Alcuni sono molto conosciuti, come ad es Fernando Tejero, Maggie Civantos, Aura Garrido o Emilio Gutiérrez-Cabaoltre al mitico Juan Diego nel suo ultimo film (e ultima storia di storie).

Escono tutti, sì, approssimativamente cinque minutinelle rispettive storie talvolta risolte in sequenza di ripresee poi non compaiono mai più.

Nonostante l’estrema brevità dei loro ruoli, tutti le interpretazioni sono naturali e alcuni travolgenti, senza nessuno fuori posto. È un ottimo lavoro da parte degli attori ma anche da parte degli attori scrittura e regia: Si vede che Sepúlveda sa bene chi sono i suoi personaggi e lo ha conosciuto infondere quella conoscenza nei loro interpreti corrispondentinonostante il fatto che come spettatori li conosciamo a malapena.

Come dura il film 90 minuti inchiodati, e ci sono 11 storie, il tempo che trascorri con i personaggi è estremamente breve. A differenza di altre antologie, le storie non si intrecciano in alcun modo, né vengono rifatte, cosa che mi è sempre piaciuta in questo tipo di film… qui semplicemente non c’è tempo.

La sensazione che si prova guardando il film è quella dell’essere assistendo ad una serie di incontri casualicome se vedessi a discussione di coppia sull’autobus (molte storie sono discussioni) dove, pettegoli per natura, non puoi fare a meno di mettere l’orecchio e ascoltarli… ed empatizzare con loro, fino a voler intervenire anche se non puoi .

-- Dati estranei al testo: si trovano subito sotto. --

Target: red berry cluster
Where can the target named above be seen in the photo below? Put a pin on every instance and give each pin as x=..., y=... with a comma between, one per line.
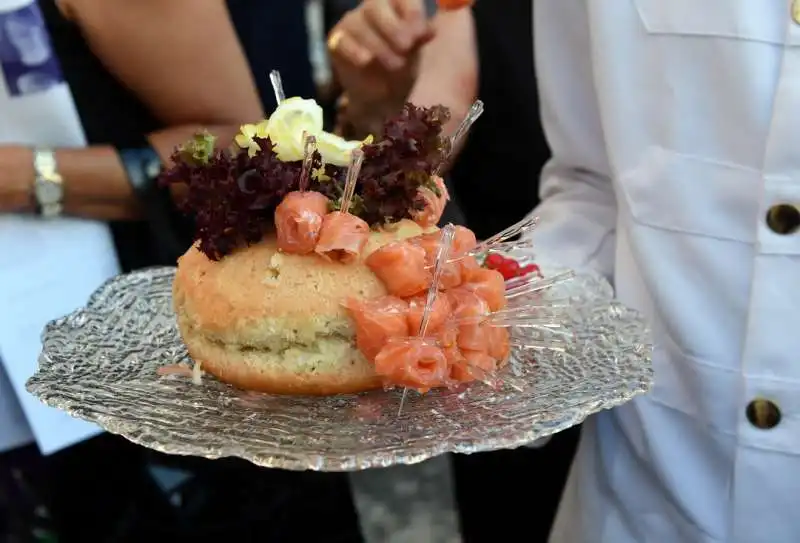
x=508, y=267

Quando scendi dall’autobus o scendono loro, non li vedrai mai più, ma forse, tornando a casa, continua a pensare a quella conversazione e immaginare cosa deve essere successo a quelle persone. Potresti augurare loro ogni bene o morire di curiosità per conoscerli meglio, ma non avrai mai modo di saperlo.

Quello fa storie essere un film molto atipico anche nel sottogruppo dei film d’antologia.

È originale, ma Diventa più frustrante che emozionante: alcune storie sono un po’ ripetitive, altre semplicemente generano dubbi che non vengono mai affrontati e che quindi finiscono per provocare… indifferenza. E per un film così naturalistico, il musica triste può essere eccessivamente invadente.

È un esperimento che ci chiede di fare la nostra parte: immaginando il prima e il dopo per completare queste “storie” che sembrano scene tratte dai loro stessi film; e anche essere disposti a proiettare la nostra esperienza nella vita di questi personaggi. Altrimenti non ne otterrai molto succo.

Le storie sono emotive e umane, ma possono lasciarti indifferente

La sensazione che ci lascia storie È strano. La sua proposta è originale, le interpretazioni sono ottime, e alcune sue storie sono molto belle, come quella iniziale con il tassista Fernando Tejero ondata di Salice Ena (quello in bagno).

È anche un magnifico addio Juan Diegonell’ultima scena del film.

Ma crediamo che molti spettatori ne usciranno molto indifferenti Di storie, per la brevità delle sue storie e per la poca traccia che alcune di esse lasciano perché… troppo quotidiane. In realtà, questo era parte dell’obiettivo: mostrare il peso della vita quotidianaanche se manca un po’ di forza se vuole emozionare davvero.